HELLO, NEW OPTIONS.

For those who don’t have me on Instagram you missed out on a photo of me post-run around an oval due to this rush of happiness I got today.
There was more to the story than that…

I would like to share with you that I had my interview today with the Chronic Pain Management Clinic at one of the best hospitals here, and…

I got in!

(hence, why I felt on top of the world and ran an oval three times).

The interview had me sit in a small room with a Physiotherapist, a Rheumatologist, a Neurologist, a general GP and a witness.
I was interrogated beyond belief and had to recite every small detail since 2014 (which is incredibly difficult when you suffer from brain fog).
I named every medication I have been trialled on, every test done, every Specialist seen. I had to do the routine ‘touch your toes, jump on the spot thing’ too.

There was a bit of shock, disbelief and then they asked if they could have five minutes to themselves to discuss (which turned into about twenty minutes being alone in a room).
Then they came back and gave me the news: they wanted to help, so I’m IN!

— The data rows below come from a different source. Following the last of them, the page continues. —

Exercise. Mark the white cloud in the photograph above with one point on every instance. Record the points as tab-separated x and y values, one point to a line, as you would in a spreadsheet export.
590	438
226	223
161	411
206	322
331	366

Together, they will be writing a plan of attack and contacting my important Specialists (my Gastroenterologist, Rheumatologist and General Doctor). These are some of my potential pathways:

A) ZOSTRIX “chilli” cream used for sufferers of Post Herpetic Neuralgia.
Has anyone used it before? Apparently the burn is pretty painful, but it helps with nerve damage and severe arthritis? They were shocked that I was not put on it when I first developed Shingles. It might be too late now 😦

B) Physiotherapy with someone specialised in Post Herpetic Neuralgia (Nerve Pain from Shingles).

C) Anaesthetic injections in my neck

D) an appointment with the Dizzy Day clinic to help my balance and dizziness

E) A new antidepressant which targets nerve pain (my current one targets my stomach, so we have to be careful with this option).

I obviously chose option A to attempt first.
(Who would turn down an attempt at the Chilli cream?)

My consultation today was covered, but I will unfortunately have to pay a small fee to see the Physiotherapists. It is 85% cheaper than my current place, so I guess that’s a bonus.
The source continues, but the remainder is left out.